A Reasonable Approximation

Latest posts

Calculating e in bash

(Fri, 6 Dec 2013: Importing this post from its original home as a gist.)

The point of this post is an attempt to calculate e to given precision in bash, a challenge given in a job listing that I saw recently. I kind of got nerd sniped. I wrote this as I went along, so there may be inconsistencies.

First attempt

The obvious method to compute e is as the infinite sum of 1/n!, n from 0 to ∞. This converges quickly, but how far do we have to calculate to get the n'th digit of e? We can deal with that later.

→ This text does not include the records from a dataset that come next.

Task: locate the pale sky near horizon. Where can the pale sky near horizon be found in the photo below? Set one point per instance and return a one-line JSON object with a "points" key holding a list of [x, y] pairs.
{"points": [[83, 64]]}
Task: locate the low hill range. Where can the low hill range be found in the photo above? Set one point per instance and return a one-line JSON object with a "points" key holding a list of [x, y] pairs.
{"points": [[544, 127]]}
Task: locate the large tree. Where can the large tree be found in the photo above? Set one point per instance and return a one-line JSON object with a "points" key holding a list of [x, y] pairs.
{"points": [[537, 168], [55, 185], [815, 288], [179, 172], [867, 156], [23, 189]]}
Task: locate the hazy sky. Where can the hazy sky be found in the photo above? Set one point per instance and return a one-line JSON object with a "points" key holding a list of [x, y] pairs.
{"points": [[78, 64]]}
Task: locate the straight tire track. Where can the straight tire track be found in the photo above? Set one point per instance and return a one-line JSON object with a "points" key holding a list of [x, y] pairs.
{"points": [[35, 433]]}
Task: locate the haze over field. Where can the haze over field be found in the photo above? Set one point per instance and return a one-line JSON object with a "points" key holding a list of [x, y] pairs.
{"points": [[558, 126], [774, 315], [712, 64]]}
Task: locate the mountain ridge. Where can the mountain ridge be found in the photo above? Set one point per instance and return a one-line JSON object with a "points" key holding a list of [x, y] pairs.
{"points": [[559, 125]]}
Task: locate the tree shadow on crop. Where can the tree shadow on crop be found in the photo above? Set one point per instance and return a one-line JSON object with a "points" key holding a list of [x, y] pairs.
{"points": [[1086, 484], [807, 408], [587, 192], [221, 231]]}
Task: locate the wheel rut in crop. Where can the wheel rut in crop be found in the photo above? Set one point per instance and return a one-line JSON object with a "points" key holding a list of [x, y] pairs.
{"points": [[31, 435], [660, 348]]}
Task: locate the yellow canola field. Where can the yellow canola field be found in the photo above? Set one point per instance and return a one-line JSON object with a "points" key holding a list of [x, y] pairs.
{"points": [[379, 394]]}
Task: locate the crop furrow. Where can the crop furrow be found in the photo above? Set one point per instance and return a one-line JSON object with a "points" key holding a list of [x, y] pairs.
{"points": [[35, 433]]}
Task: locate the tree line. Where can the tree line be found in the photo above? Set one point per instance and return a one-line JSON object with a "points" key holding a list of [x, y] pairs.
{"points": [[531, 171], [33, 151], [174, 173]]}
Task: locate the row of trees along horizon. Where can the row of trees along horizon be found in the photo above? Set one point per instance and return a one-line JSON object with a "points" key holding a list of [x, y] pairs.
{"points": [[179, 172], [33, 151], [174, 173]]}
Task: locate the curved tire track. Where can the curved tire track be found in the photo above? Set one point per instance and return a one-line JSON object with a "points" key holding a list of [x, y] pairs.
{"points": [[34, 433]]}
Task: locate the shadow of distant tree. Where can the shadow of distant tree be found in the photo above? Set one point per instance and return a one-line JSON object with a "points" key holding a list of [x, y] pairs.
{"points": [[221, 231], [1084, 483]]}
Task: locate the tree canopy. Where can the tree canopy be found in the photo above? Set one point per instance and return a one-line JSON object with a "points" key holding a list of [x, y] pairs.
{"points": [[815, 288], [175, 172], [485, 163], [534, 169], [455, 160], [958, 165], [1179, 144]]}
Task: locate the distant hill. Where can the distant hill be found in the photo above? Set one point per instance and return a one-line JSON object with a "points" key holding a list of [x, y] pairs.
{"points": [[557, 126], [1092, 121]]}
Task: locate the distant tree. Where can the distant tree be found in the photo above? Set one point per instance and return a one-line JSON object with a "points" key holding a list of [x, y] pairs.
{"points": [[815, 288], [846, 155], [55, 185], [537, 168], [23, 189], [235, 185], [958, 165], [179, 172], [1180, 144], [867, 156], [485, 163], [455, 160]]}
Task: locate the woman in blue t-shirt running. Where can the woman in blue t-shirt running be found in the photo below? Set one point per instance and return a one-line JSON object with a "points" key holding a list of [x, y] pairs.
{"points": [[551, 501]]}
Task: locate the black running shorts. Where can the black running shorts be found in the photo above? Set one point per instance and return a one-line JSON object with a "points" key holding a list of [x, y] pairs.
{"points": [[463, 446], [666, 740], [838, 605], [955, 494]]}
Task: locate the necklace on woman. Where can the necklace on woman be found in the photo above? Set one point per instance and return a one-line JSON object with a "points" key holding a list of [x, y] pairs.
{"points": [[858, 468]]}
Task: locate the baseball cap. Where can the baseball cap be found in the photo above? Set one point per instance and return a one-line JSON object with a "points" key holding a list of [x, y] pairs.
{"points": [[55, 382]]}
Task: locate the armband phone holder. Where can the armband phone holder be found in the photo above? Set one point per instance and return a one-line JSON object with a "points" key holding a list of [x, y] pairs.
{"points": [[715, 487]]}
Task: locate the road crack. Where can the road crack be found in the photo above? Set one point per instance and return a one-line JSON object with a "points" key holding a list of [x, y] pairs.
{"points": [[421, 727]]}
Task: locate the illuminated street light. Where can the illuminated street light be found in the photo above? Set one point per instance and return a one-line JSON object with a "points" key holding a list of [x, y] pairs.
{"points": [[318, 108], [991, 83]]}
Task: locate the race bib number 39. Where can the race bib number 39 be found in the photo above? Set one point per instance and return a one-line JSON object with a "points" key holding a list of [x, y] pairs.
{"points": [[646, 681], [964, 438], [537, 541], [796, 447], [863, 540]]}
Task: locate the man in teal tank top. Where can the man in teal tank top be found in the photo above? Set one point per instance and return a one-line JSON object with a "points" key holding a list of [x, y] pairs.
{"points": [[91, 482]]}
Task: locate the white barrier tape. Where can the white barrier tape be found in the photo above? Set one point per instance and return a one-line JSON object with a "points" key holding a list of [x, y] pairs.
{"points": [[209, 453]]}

We obviously need a factorial function.

fac() {
    if [[ $1 -eq 0 ]]; then
        echo 1
    else
        echo $(( $1 * `fac $(($1 - 1))` ))
    fi
}

Since we only have integer division, we obviously can't calculate 1/2!. But note that x/a! + y/(a+1)! = (x(a+1) + y)/(a+1)!. We can use this to recursively calculate (sum 1/k! [0 ≤ k ≤ n]) as numer(n)/n!, where numer(0) = 0, numer(k) = k*numer(k-1) + 1.

numer() {
    if [[ $1 -eq 0 ]]; then
        echo 1
    else
        echo $(( $1 * `numer $(($1 - 1))` + 1 ))
    fi
}

So now we can calculate the partial sums. Since we still only have integer division, we need to multiply them by a power of 10 to get rid of the decimal point.

nthsum() {
    echo $(( 10**($1-1) * `numer $1` / `fac $1` ))
}

Note that this fails for n=0 (10**-1 isn't allowed), but we can live with that.

So this kind of works:

$ for i in `seq 1 15`; do nthsum $i; done
2
25
266
2708
27166
271805
2718253
27182787
271828152
2718281801
27182818261
2252447557
-1174490000
104582974
1946803

Up to n=11, we accurately calculate the first (n-3) digits of e. For n=12 and above, we get integer overflows.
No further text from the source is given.